From the day you hear the "C" word to the day you realize you are a SURVIVOR, I intend to be available as a resource to cheer you on as you battle a disease that does not have to "end" you. Let's live long and die of something completely different, shall we? About a hundred years from now.
My Favorite Post Surgery Pain Relief

Surgery is very painful, and the recovery process is long. The hospital may send you home with a prescription for a narcotic pain reliever. They can be very effective, but they're addictive and side effects can be severe.
I personally had some very disturbing side effects from drugs like Vicodin and Percocet, and I really cannot afford to risk having those reactions again. I found a pain medicine that worked for me without producing such harsh side effects, but I really hoped to find one that would have no side effects, whatsoever.
I saw an ad for Noxicare while I was recovering from having a kidney removed (a casualty of radiation damage). I saw that the product comes with a money back guarantee, so I ordered a bottle. It was incredible how effectively Noxicare reduced my pain without any of the mental fog or other adverse effects of the prescription pain medicines I'd taken.
I immediately began to tell all my friends and relatives who have aches and pains about Noxicare. Since I was recovering from major surgery, my doctor was doubtful that Noxicare would relieve my pain, but it did. I was able to stop using my prescription pain reliever and rely entirely on Noxicare to eliminate pain.
I am going to keep ordering Noxicare, because working out like an athlete at the gym, in an effort to rebuild my health does result in some temporary aches and pains.
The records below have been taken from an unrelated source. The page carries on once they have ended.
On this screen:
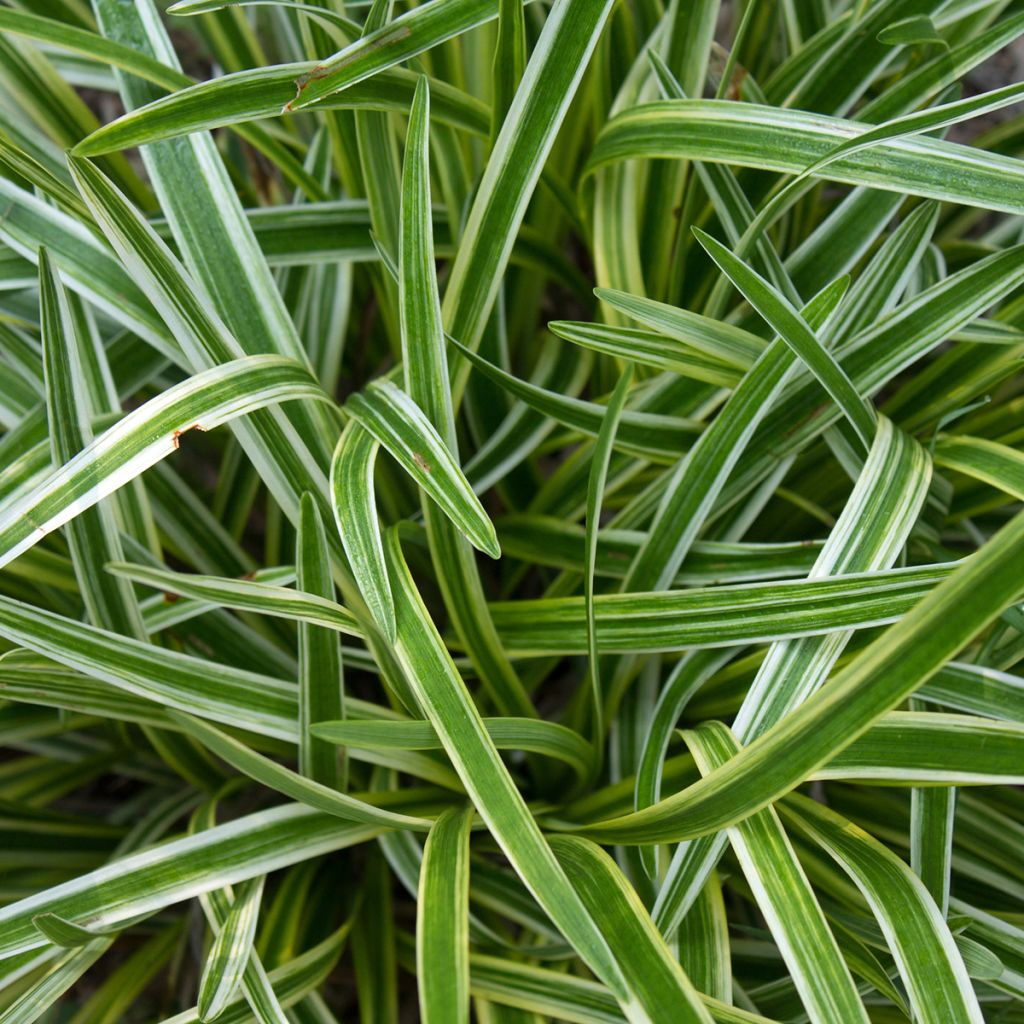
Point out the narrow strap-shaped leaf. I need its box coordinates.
[0,938,113,1024]
[935,434,1024,501]
[295,495,345,790]
[588,99,1021,213]
[380,532,628,999]
[684,722,867,1024]
[780,795,984,1024]
[588,505,1024,842]
[0,8,327,200]
[331,420,394,642]
[453,339,701,462]
[0,804,380,958]
[733,417,931,742]
[548,321,741,387]
[624,282,846,590]
[163,920,352,1024]
[442,0,611,364]
[398,78,534,729]
[694,228,877,450]
[345,381,501,558]
[490,0,526,140]
[594,288,767,370]
[188,798,288,1024]
[106,562,362,637]
[398,78,457,454]
[69,159,335,532]
[814,712,1024,782]
[416,807,473,1024]
[0,355,326,565]
[39,243,144,638]
[469,953,771,1024]
[490,563,956,656]
[313,716,594,779]
[910,785,956,916]
[168,711,430,831]
[32,913,117,949]
[199,876,264,1021]
[584,368,633,751]
[551,836,711,1024]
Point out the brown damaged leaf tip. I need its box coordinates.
[171,423,206,451]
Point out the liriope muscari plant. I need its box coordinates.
[0,0,1024,1024]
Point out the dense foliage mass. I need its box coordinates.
[0,0,1024,1024]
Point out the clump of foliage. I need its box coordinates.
[0,0,1024,1024]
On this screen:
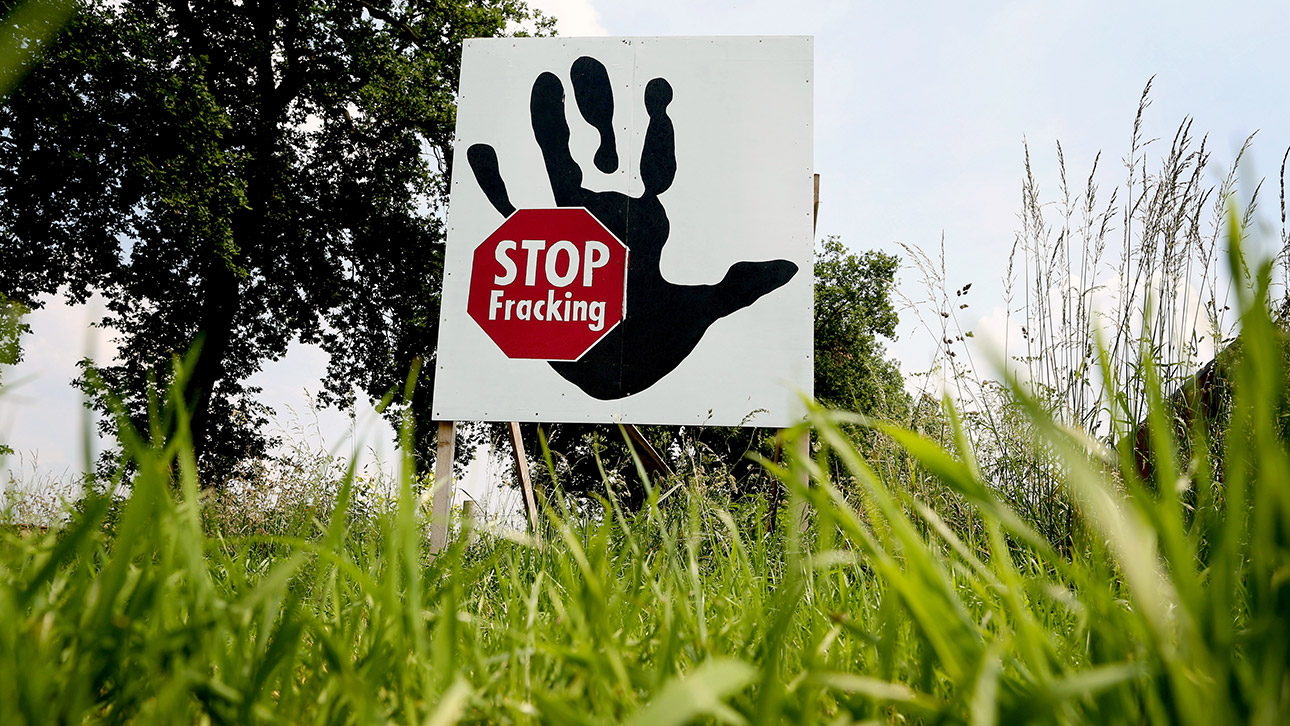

I'm actually thrilled to be feeling muscular pain. A trainer told me that in order to build new muscle, I need to tear down my existing muscle. And I'm also building bone, which is very important, since radiation thinned my pelvis. I can handle a little pain, but I can count on Noxicare to make me unaware of it, so that I can rest comfortably while my body rebuilds.
I personally had some very disturbing side effects from drugs like Vicodin and Percocet, and I really cannot afford to risk having those reactions again. I found a pain medicine that worked for me without producing such harsh side effects, but I really hoped to find one that would have no side effects, whatsoever.
I saw an ad for Noxicare while I was recovering from having a kidney removed (a casualty of radiation damage). I saw that the product comes with a money back guarantee, so I ordered a bottle. It was incredible how effectively Noxicare reduced my pain without any of the mental fog or other adverse effects of the prescription pain medicines I'd taken.
I immediately began to tell all my friends and relatives who have aches and pains about Noxicare. Since I was recovering from major surgery, my doctor was doubtful that Noxicare would relieve my pain, but it did. I was able to stop using my prescription pain reliever and rely entirely on Noxicare to eliminate pain.
I am going to keep ordering Noxicare, because working out like an athlete at the gym, in an effort to rebuild my health does result in some temporary aches and pains. I'm actually thrilled to be feeling muscular pain. A trainer told me that in order to build new muscle, I need to tear down my existing muscle. And I'm also building bone, which is very important, since radiation thinned my pelvis. I can handle a little pain, but I can count on Noxicare to make me unaware of it, so that I can rest comfortably while my body rebuilds.